Consider the following problem. A data frame has a column of timestamps that we will represent as integers (we cannot necessarily use date time for this problem, so we will stick with integers). Another data frame has a column of timestamps which are matched to the first data frame, but there was some error in the measurements, meaning that measurements from the first data frame have +5 or -5 added to them in the second data frame.
We want to match up the timestamps, and if we cannot do this because it is ambiguous, we should put nan.
df1 = pd.DataFrame.from_dict({"time1" : [1,2,3,4]})
df2 = pd.DataFrame.from_dict({"time2" : [1.2,4.3,2.3,7.9,2.9, 3.9]})
df3 = pd.DataFrame.from_dict({"time1" : [1,2,3,4], "time2" : [1.2, 2.3, 2.9, np.nan]})
Here df1 is the exactly measured data frame, df2 contains measurements with noise errors of +-0.5, and df3 is my desired output. Note that it is ambiguous as to the timestamp in df2 that 4 should match to (it could be 3.9 or 4.3, we cannot tell which), so there should be np.nan in that column.
Please note crucially that df2 might have more measurements than df1 does.
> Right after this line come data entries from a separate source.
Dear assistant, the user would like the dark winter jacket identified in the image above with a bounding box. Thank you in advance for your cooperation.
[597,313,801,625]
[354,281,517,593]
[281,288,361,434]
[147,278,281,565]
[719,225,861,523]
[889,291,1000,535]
I have currently tried using a standard .apply statement with a lambda function. This takes a timestamp in df1, and then it brute force searches for a timestamp in df2 which is at most +-0.5 away from the timestamp in df1. This works, but it is not fast enough for the amount of measurements I have in the experiment I'm working with. I need the most efficient solution possible.